The head of Egypt's Railways Authority, Hussein Zakaria, threatened legal proceedings against train drivers who called for the strike. Speaking to MENA, he said the strike caused "total paralysis" of train services, and that additional public buses were sent to the streets to deal with the backlog of passengers between Cairo and other cities in the Delta, and Alexandria on the Mediterranean.
Sunday's clashes outside the Coptic cathedral began when hundreds of angry Christians began an anti-government march after the funeral, chanting slogans against Morsi, just as several thousand did earlier during the funeral service for the four slain Christians.
Soon after they left the cathedral's complex, a mob, described by witnesses as residents of the area, pelted them with rocks and firebombs, forcing them to return to the sprawling cathedral complex. They also showered the protesters with rocks from the roofs of nearby buildings, according to witness Ibrahim el-Shareef.
Riot police later arrived, firing tear gas at the Christians and the mob. Several tear gas canisters landed inside the cathedral's grounds, causing a panic among women and children who attended the funeral.
Video footage aired live on the private ONTV network showed young men on the roof of a building adjacent to the cathedral firing handguns toward the compound.
The four Christians, along with a Muslim, were killed in clashes on Saturday in a town north of Cairo.

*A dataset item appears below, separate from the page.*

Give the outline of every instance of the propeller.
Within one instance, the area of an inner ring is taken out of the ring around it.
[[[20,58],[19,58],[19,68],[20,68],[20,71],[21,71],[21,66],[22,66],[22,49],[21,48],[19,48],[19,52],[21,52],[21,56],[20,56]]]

Inside the cathedral, several thousand mourners chanted slogans against Morsi, calling on the Egyptian leader to step down. They shouted "Leave!" and "This is our country, we will not leave."
Coptic Christians make up about 10 percent of Egypt's estimated 90 million people. They have long complained of discrimination. Attacks against Christians have increased since the ouster two years ago of autocrat Hosni Mubarak.
AP writer Sarah El Deeb contributed.